Aerospace research proving it can take the heat

USQ School of Mechanical and Electrical Engineering’s Professor David Buttsworth’s recent research projects have seen him collaborate with NASA and the European Space Agency.
USQ School of Mechanical and Electrical Engineering’s Professor David Buttsworth’s recent research projects have seen him collaborate with NASA and the European Space Agency.

MECHANICAL and mechatronic engineers have built the modern world, and University of Southern Queensland research continues to make strides in this space.

For example, the work of Professor David Buttsworth has reached around the world and, potentially, far beyond it.

Based in USQ's School of Mechanical and Electrical Engineering, Professor Buttsworth's recent research projects have seen him collaborate with NASA and the European Space Agency.

His area of expertise is thermofluids engineering, and it is playing a major role in work to improve NASA spacecraft heat shields.

Professor Buttsworth and his team are key players in an international project to record the spectra of radiation emitted by re-entry capsules at simulated re-entry conditions, doing the fundamental physics and engineering that will enable the development of improved designed tools.

Another project, HEXAFLY International, sees Professor Buttsworth work with ESA and other partners to develop high-speed aerospace vehicles. 

Utilising USQ's hypersonic wind tunnel and research laboratory, Professor Buttsworth and his research team are conducting test flights of vehicle models.
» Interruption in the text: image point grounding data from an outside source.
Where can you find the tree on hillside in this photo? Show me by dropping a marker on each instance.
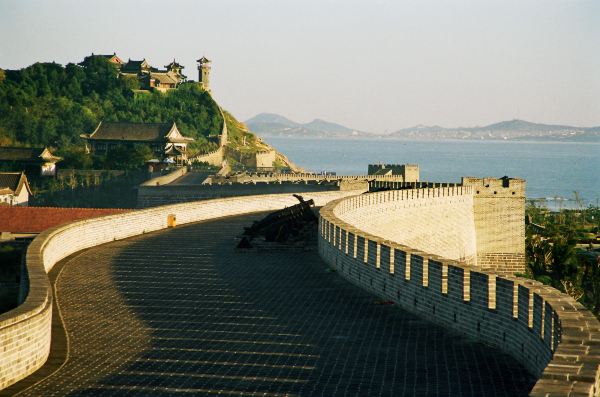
(47, 104)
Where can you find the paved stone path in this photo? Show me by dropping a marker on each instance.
(181, 312)
(192, 178)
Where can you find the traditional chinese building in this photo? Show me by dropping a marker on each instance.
(204, 72)
(14, 188)
(35, 161)
(114, 59)
(164, 139)
(153, 78)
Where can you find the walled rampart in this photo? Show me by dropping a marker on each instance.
(152, 196)
(430, 212)
(25, 330)
(499, 209)
(167, 178)
(552, 335)
(213, 158)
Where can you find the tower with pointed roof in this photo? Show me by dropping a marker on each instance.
(204, 72)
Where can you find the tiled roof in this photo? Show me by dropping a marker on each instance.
(134, 66)
(37, 219)
(118, 131)
(164, 78)
(13, 182)
(10, 180)
(9, 153)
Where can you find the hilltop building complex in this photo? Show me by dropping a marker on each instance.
(14, 188)
(164, 139)
(152, 78)
(34, 160)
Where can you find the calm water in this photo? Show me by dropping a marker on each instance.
(551, 169)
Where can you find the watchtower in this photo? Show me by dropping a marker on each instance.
(499, 214)
(204, 72)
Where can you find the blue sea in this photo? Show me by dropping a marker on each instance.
(554, 171)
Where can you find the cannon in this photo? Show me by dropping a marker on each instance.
(283, 225)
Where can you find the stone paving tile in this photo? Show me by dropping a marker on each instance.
(181, 312)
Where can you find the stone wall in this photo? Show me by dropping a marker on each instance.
(152, 196)
(213, 158)
(167, 178)
(499, 211)
(431, 213)
(25, 330)
(552, 335)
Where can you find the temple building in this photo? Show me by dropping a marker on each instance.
(164, 139)
(151, 78)
(14, 188)
(204, 72)
(35, 161)
(114, 59)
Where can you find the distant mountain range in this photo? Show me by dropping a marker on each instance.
(267, 124)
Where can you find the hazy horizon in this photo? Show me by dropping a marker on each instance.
(375, 66)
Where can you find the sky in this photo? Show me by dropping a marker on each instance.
(371, 65)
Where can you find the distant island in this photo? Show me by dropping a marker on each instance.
(273, 125)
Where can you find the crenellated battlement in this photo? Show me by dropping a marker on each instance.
(550, 333)
(496, 187)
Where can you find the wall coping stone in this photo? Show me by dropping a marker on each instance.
(38, 262)
(574, 369)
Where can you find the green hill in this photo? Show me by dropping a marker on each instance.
(51, 105)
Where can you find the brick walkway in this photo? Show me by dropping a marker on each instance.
(180, 312)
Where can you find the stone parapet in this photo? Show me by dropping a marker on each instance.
(25, 331)
(167, 178)
(550, 333)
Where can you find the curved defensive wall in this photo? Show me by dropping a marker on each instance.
(551, 334)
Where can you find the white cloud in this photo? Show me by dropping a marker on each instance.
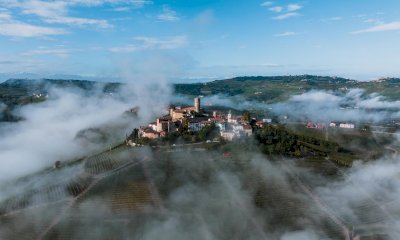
(59, 52)
(294, 7)
(266, 4)
(393, 26)
(206, 17)
(56, 12)
(276, 9)
(79, 21)
(374, 21)
(134, 3)
(20, 29)
(168, 15)
(145, 43)
(286, 16)
(285, 34)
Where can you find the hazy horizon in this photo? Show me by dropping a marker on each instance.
(200, 39)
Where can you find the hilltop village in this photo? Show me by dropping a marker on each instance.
(194, 119)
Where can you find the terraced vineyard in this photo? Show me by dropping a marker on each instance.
(128, 193)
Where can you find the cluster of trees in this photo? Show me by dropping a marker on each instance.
(278, 140)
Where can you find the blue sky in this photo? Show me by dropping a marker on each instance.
(200, 39)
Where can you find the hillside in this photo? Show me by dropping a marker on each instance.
(274, 89)
(266, 89)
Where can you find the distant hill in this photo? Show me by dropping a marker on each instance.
(260, 88)
(278, 88)
(16, 92)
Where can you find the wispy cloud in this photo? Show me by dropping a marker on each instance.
(267, 4)
(294, 7)
(168, 15)
(145, 43)
(374, 21)
(56, 11)
(286, 34)
(276, 9)
(287, 15)
(206, 17)
(13, 28)
(59, 52)
(393, 26)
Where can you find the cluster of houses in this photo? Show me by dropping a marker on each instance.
(194, 119)
(332, 125)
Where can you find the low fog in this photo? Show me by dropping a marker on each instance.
(72, 123)
(355, 105)
(193, 194)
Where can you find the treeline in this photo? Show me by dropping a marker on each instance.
(279, 140)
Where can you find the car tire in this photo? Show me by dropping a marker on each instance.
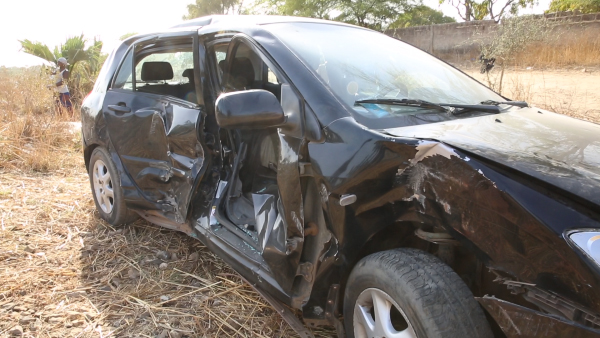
(107, 191)
(393, 292)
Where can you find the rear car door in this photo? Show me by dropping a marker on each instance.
(278, 216)
(153, 119)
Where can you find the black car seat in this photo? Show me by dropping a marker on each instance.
(188, 90)
(241, 75)
(153, 71)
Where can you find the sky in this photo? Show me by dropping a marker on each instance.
(53, 22)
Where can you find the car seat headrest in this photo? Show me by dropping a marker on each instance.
(156, 71)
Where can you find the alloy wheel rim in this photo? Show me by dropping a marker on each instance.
(377, 315)
(103, 188)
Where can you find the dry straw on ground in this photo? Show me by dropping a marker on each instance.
(66, 273)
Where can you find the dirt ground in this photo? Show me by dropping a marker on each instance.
(66, 273)
(574, 92)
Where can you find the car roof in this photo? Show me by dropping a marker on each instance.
(250, 20)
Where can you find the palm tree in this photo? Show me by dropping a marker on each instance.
(73, 50)
(84, 63)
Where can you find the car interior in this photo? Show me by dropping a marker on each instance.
(167, 72)
(252, 199)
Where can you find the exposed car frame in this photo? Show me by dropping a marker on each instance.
(501, 218)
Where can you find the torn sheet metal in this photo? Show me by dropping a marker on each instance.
(520, 322)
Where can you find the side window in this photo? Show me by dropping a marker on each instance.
(250, 71)
(220, 54)
(166, 71)
(124, 76)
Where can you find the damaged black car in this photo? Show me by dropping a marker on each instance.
(352, 178)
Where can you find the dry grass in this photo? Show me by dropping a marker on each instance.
(33, 135)
(66, 273)
(581, 49)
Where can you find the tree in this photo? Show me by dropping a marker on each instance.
(513, 36)
(583, 6)
(84, 63)
(421, 16)
(493, 9)
(374, 14)
(73, 50)
(209, 7)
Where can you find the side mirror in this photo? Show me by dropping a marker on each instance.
(250, 109)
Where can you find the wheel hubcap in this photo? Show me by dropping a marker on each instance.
(377, 315)
(103, 187)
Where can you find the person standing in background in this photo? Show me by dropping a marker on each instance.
(64, 97)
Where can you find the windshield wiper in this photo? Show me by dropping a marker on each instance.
(463, 108)
(521, 104)
(404, 102)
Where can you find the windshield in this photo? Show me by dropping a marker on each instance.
(358, 64)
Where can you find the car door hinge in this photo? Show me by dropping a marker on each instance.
(305, 169)
(305, 270)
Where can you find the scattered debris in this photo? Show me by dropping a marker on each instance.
(194, 256)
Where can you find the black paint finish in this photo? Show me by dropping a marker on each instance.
(508, 192)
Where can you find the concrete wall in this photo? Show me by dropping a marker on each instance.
(459, 38)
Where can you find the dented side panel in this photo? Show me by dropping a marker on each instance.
(158, 145)
(487, 209)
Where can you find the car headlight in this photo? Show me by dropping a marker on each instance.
(588, 242)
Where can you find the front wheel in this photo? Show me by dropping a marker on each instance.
(410, 293)
(106, 189)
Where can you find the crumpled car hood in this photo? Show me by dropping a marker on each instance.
(554, 148)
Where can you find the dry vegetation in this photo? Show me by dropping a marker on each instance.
(66, 273)
(582, 50)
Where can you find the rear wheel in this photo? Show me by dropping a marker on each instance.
(106, 189)
(410, 293)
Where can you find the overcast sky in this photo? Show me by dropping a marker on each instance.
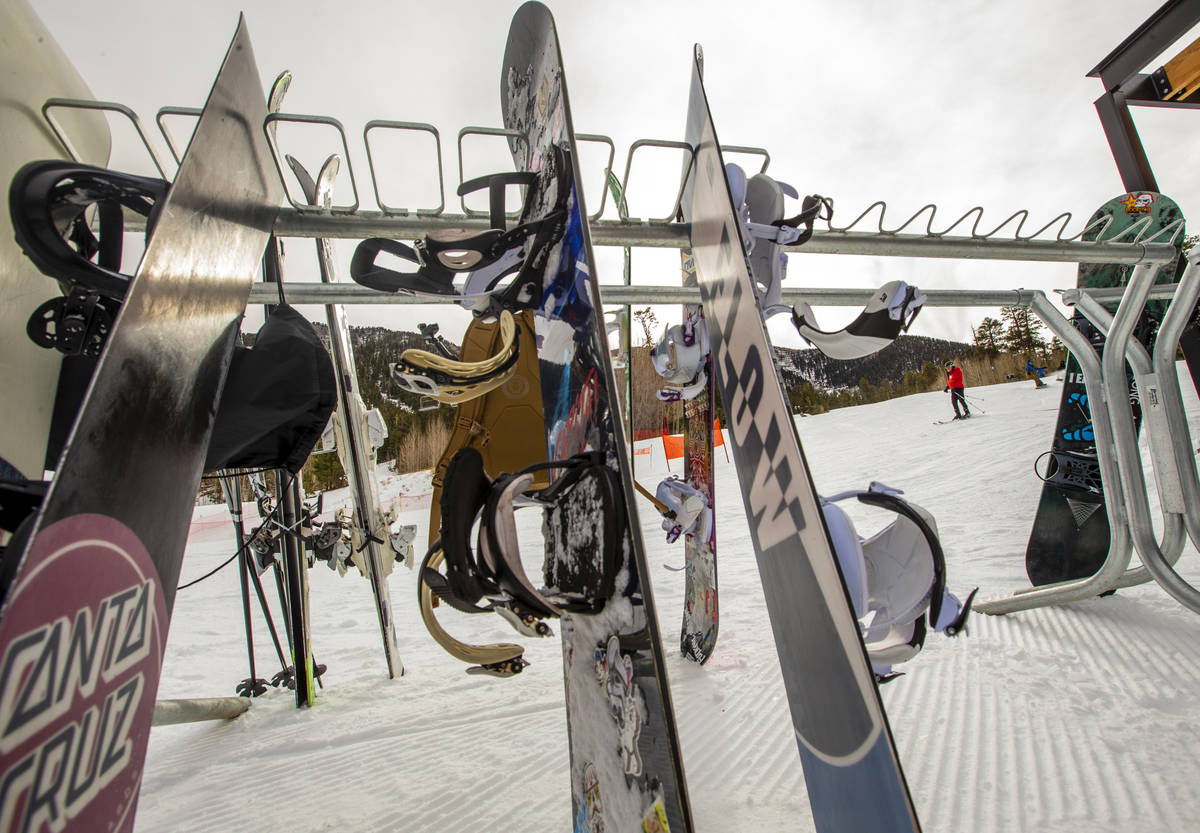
(957, 103)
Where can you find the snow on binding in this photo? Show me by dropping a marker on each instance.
(851, 767)
(627, 771)
(1069, 538)
(94, 579)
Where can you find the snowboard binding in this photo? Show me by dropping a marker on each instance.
(49, 203)
(679, 359)
(1071, 469)
(765, 229)
(891, 311)
(450, 381)
(895, 579)
(486, 257)
(490, 576)
(684, 509)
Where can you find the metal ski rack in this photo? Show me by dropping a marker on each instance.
(870, 233)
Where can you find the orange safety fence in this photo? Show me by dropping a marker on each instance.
(673, 444)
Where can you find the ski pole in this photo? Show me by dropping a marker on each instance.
(975, 402)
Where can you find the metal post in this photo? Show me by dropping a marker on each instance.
(1153, 417)
(1176, 318)
(1127, 447)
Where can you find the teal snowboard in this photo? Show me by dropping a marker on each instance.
(1071, 529)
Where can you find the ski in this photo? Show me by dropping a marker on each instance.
(293, 564)
(697, 637)
(95, 580)
(1069, 537)
(851, 767)
(371, 528)
(627, 769)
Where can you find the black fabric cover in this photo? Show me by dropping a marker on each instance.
(277, 397)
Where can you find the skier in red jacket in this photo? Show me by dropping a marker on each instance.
(954, 384)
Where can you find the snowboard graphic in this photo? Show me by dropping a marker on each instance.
(84, 621)
(850, 761)
(1069, 538)
(627, 771)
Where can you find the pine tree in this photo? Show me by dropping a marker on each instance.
(989, 336)
(1023, 333)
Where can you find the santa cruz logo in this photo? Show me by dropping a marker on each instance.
(1139, 203)
(81, 647)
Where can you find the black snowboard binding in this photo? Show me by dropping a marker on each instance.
(486, 257)
(49, 202)
(1071, 469)
(490, 577)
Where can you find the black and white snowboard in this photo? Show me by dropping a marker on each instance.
(701, 619)
(851, 767)
(84, 621)
(627, 772)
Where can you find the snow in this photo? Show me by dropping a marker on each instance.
(1075, 718)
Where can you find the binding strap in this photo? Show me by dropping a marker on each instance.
(453, 381)
(485, 257)
(891, 311)
(53, 195)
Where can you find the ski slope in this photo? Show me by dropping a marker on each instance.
(1081, 718)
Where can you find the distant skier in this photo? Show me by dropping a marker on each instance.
(954, 384)
(1036, 372)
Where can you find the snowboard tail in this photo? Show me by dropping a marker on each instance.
(96, 581)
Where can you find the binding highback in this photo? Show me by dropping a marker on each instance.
(895, 579)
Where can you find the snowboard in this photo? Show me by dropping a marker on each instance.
(371, 528)
(84, 623)
(33, 69)
(697, 637)
(851, 767)
(1069, 538)
(627, 771)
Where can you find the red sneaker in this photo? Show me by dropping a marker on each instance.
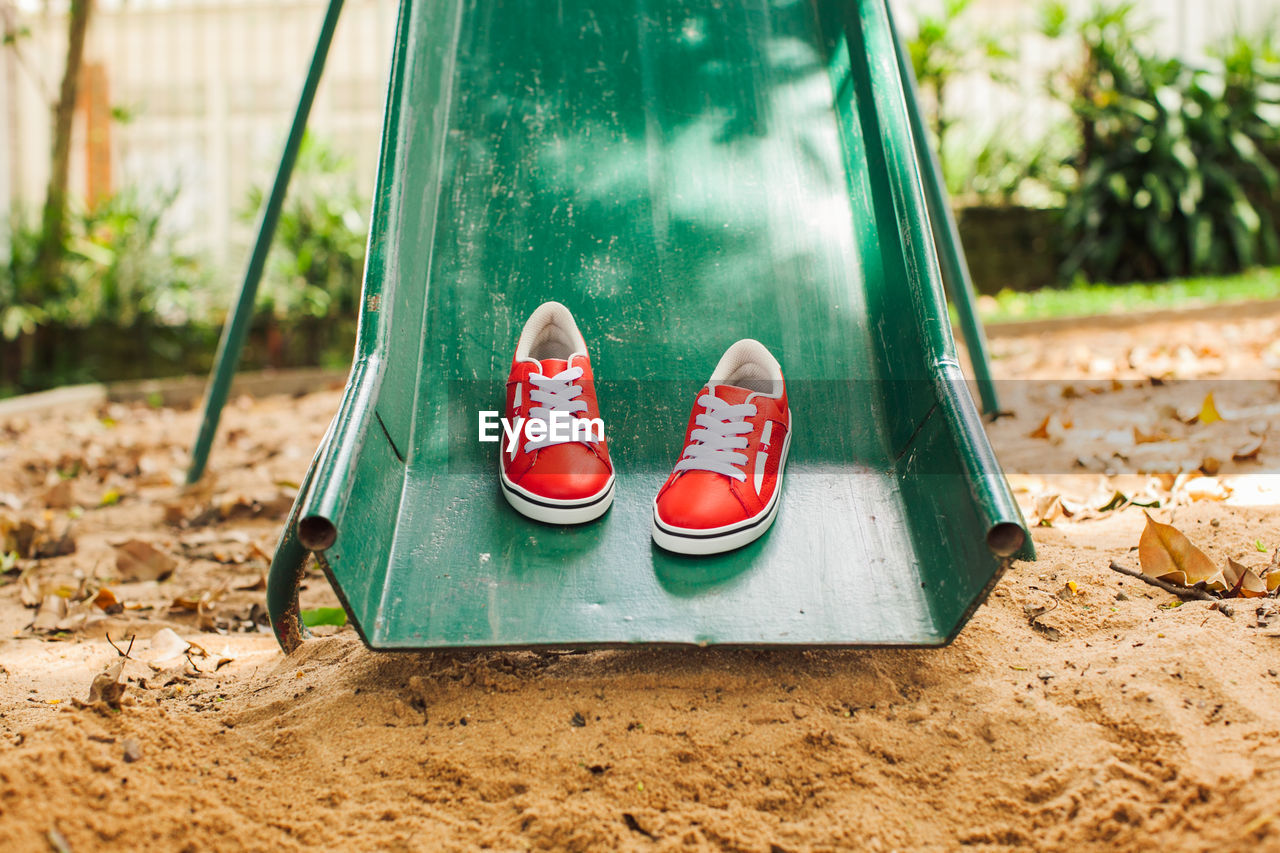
(723, 492)
(561, 473)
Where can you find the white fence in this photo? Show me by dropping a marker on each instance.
(206, 90)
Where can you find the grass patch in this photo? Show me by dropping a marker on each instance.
(1089, 300)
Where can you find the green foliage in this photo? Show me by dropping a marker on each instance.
(1084, 299)
(945, 46)
(1178, 163)
(324, 616)
(319, 254)
(119, 268)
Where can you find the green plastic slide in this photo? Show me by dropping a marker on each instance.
(681, 174)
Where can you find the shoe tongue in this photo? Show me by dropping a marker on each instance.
(732, 395)
(552, 366)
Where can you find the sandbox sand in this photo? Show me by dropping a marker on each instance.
(1115, 721)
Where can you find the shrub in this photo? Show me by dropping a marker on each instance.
(318, 258)
(1176, 163)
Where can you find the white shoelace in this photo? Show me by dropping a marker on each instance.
(554, 393)
(722, 433)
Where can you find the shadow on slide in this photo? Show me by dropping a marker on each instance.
(681, 174)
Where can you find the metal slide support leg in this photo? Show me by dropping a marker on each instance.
(237, 324)
(955, 268)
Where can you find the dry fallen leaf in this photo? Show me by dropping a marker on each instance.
(59, 496)
(1054, 427)
(1208, 413)
(1243, 582)
(1166, 553)
(137, 560)
(108, 602)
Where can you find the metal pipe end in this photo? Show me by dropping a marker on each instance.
(316, 533)
(1006, 538)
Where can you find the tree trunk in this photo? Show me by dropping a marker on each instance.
(54, 220)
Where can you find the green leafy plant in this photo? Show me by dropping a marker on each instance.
(946, 45)
(118, 268)
(1176, 163)
(319, 252)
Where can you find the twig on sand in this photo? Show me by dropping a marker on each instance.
(1176, 589)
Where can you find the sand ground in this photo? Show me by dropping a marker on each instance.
(1079, 708)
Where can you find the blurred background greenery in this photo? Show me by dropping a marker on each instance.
(1152, 169)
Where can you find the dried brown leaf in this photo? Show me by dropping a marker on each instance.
(1243, 582)
(1166, 553)
(138, 560)
(1249, 450)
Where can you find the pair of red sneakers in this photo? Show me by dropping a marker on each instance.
(723, 491)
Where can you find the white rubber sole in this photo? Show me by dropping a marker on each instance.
(552, 511)
(731, 537)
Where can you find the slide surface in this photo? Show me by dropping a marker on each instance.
(681, 174)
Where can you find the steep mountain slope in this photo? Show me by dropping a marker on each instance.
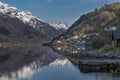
(108, 15)
(13, 30)
(27, 18)
(95, 28)
(60, 26)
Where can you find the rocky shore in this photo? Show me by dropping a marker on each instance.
(99, 61)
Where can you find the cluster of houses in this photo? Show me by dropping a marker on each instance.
(80, 42)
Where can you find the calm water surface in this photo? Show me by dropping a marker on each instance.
(42, 64)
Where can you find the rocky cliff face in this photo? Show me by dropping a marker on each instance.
(25, 18)
(108, 15)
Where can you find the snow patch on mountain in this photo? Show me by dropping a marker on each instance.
(24, 16)
(60, 26)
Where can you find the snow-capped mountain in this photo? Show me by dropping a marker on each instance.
(60, 26)
(27, 18)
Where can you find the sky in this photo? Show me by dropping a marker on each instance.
(55, 11)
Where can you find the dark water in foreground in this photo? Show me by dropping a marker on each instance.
(42, 64)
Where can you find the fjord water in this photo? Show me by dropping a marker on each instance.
(42, 63)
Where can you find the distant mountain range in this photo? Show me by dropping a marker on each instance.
(22, 25)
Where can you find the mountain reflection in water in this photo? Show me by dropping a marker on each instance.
(41, 63)
(21, 63)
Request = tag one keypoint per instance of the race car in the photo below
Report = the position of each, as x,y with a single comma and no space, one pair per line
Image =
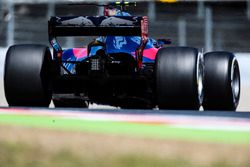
122,67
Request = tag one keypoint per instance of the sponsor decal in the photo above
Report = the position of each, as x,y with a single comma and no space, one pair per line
119,42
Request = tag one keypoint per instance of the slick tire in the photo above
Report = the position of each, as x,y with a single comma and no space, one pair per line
27,76
179,78
221,82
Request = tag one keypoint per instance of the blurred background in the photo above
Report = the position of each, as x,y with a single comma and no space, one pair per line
207,25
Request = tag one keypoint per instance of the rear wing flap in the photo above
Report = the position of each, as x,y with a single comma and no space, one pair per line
95,26
98,26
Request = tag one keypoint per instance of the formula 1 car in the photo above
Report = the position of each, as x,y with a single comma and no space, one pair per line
122,67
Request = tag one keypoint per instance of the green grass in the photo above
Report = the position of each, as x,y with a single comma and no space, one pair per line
128,129
25,155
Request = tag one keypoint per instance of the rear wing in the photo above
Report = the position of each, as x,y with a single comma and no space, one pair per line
99,26
95,26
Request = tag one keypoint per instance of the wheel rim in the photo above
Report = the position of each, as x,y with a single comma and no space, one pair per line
235,81
200,77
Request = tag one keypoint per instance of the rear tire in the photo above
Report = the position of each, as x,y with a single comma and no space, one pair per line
179,78
27,76
222,81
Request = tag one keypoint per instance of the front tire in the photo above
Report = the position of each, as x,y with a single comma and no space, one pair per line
179,78
222,81
27,76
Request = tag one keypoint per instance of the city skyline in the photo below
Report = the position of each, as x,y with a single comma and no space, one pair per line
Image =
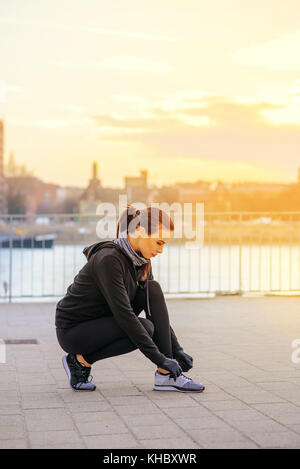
206,93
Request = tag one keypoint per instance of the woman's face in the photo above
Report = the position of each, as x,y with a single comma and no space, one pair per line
150,245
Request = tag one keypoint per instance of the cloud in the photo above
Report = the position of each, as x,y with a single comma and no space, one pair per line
224,129
134,64
278,54
119,63
85,29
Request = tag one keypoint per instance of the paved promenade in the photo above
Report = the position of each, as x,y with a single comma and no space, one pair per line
242,354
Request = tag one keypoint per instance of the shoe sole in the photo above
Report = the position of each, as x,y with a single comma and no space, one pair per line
67,370
172,388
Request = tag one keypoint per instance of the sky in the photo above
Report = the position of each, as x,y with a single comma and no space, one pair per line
192,90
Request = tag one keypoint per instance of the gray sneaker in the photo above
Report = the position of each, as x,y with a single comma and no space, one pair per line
164,382
78,374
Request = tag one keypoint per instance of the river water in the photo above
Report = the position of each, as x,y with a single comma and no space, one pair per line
202,269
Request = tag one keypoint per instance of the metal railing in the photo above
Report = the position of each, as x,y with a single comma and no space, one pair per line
242,252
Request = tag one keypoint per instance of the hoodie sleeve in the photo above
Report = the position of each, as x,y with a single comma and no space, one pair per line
175,344
109,276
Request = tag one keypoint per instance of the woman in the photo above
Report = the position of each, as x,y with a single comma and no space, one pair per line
98,316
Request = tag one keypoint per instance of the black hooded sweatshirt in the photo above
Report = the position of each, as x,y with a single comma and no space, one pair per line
105,286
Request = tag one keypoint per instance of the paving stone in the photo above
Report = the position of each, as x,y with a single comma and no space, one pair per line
47,439
94,406
186,412
41,401
251,399
214,406
9,432
13,444
48,419
151,431
101,427
119,441
217,436
146,419
287,439
200,422
169,443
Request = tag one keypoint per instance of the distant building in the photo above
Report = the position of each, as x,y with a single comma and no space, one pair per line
91,196
3,184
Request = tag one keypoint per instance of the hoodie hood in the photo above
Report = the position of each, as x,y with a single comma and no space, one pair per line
88,251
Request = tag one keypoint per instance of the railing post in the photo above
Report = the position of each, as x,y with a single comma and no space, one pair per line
240,257
10,269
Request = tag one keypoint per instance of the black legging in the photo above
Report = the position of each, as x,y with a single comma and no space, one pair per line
103,338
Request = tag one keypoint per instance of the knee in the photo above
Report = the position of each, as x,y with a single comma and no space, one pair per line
154,286
148,325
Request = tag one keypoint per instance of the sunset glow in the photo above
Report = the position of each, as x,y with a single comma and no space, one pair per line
200,91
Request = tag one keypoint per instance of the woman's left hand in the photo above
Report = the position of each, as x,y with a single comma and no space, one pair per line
184,360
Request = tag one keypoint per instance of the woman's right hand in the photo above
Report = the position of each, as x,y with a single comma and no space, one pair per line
172,365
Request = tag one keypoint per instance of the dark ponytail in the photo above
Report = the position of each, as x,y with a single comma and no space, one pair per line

It's all in a bid to create a new generation of travel - civil high-speed transportation.

USQ's engineering laboratories house state-of-the art testing facilities, including the University's hypersonic wind tunnel - able to produce high speed flows (typically above Mach Five) for relatively long durations.

USQ's success in this area was recognised in the latest Excellence in Research for Australia report which was released earlier this month.

ERA is a framework undertaken every three years which ranks research produced in Australian universities against national and international benchmarks, and the 2015 report evaluated USQ's research in the area of mechanical engineering as above world standard.